As I foraged the Internet for an Indian counterpart of sourdough, I found Bijay Thapa, a Delhi-based wedding cake maker and baker. Thapa brought up his days as a Masterchef India participant. “I bemoaned the lack of baking culture in India to my friend Kalpana Talpade. She surprised me with the details of the Pathare Prabhu community, that started a yeast culture using milk, channa dal and potatoes. They bake a bread with it called parvipav or patharepav. From her description, I could say the home-grown pav has to be the Indian answer to the English sourdough,” he says.

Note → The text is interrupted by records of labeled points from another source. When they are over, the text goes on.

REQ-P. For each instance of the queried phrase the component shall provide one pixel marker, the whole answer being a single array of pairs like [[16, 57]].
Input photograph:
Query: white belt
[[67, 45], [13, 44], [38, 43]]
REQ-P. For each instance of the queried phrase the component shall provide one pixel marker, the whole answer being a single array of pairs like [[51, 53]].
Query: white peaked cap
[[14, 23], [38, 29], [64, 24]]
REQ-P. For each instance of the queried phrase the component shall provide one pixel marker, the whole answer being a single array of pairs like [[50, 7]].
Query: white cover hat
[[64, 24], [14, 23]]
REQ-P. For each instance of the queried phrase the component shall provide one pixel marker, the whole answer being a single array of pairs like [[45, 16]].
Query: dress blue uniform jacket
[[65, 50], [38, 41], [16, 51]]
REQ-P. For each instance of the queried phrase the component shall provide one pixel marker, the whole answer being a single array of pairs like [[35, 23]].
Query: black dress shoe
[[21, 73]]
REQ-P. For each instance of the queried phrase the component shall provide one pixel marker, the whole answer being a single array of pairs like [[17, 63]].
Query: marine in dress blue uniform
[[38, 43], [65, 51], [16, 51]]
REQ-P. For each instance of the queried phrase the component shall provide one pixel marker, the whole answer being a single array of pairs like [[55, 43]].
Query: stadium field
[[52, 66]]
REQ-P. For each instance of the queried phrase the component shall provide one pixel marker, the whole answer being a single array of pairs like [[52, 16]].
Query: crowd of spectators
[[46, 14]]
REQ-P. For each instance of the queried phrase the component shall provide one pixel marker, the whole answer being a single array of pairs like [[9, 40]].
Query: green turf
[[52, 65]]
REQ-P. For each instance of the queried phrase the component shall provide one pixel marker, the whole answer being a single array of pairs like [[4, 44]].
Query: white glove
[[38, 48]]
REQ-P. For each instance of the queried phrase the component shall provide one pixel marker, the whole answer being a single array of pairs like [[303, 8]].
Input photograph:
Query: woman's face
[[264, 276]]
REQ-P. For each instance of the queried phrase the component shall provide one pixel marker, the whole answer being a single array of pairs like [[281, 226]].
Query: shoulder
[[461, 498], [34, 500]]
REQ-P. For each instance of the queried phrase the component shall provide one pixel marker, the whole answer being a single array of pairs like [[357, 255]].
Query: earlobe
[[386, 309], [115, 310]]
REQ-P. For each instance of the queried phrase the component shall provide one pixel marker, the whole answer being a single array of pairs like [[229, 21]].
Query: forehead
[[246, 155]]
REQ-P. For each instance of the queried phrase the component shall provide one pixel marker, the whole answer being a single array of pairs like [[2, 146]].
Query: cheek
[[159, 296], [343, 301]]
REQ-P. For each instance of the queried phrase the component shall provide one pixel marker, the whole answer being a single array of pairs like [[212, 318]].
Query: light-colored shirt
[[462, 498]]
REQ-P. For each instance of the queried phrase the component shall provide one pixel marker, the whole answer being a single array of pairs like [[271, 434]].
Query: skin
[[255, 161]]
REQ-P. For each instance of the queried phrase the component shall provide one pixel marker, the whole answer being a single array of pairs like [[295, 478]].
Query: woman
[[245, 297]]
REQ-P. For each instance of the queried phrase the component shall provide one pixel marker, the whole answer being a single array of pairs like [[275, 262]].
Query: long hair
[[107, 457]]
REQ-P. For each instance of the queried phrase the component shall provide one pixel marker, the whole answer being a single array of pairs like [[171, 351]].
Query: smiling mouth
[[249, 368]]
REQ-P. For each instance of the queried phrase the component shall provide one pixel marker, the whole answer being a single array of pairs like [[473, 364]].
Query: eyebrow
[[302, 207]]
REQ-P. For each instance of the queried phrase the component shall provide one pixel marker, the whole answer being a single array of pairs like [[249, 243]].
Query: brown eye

Parvipav is fluffy and soft, with a muffin-like texture. It is best relished with spicy mutton curry, and according to KalpanaTalpade, “Vegetarians love to eat it with aamras.” The starter for the pavis made with channa dal, unpeeled potato, milk and water. Talpade says, “I like to heat my milk and water together for optimal fermentation. On a warm day fermentation should happen within 12 to 15 hours. The fermented liquid is used to leaven the bread batter and made into parvipav. Weather and climate play a big role in the process.”

The community migrated from Rajasthan and Gujarat many years ago, settling in Mumbai. “It helped them mingle with the British and be influenced by their food habits. This could explain the strong baking culture.”

Recipe for Pathare Prabhu Pav (Gonda in Marathi)

You will need one steel tumbler with a narrow opening and a bigger steel vessel with lid.

Ingredients

  • 2 fistfuls of chana dal, not washed or soaked
  • 1 potato, washed and cut into pieces with peel left on.
  • 1/3 spoon of eating soda
  • One cup of milk
  • One cup of water

Method:

Mix water and milk and bring it to a boil. Put the diced potato and chana dal in the tumbler and pour the hot milk and water into the mixture. Close the tumbler with a steel cover or vessel make it air-tight.

Then, place the tumbler with the contents onto another bigger vessel and close the lid. Then place it in a warm and secluded place. Avoid opening it to check, leaving it undisturbed. It takes over night for the yeast to form. After keeping it aside for 12 to 14 hours, the next day a froth will form on the mouth of the smaller vessel. Use the froth, water and milk contents to knead your dough for the bread.

Note: Strain off the chana dal and potato pieces.

This recipe is ideal to make pathareprabhupav, but with 3 cups of flour.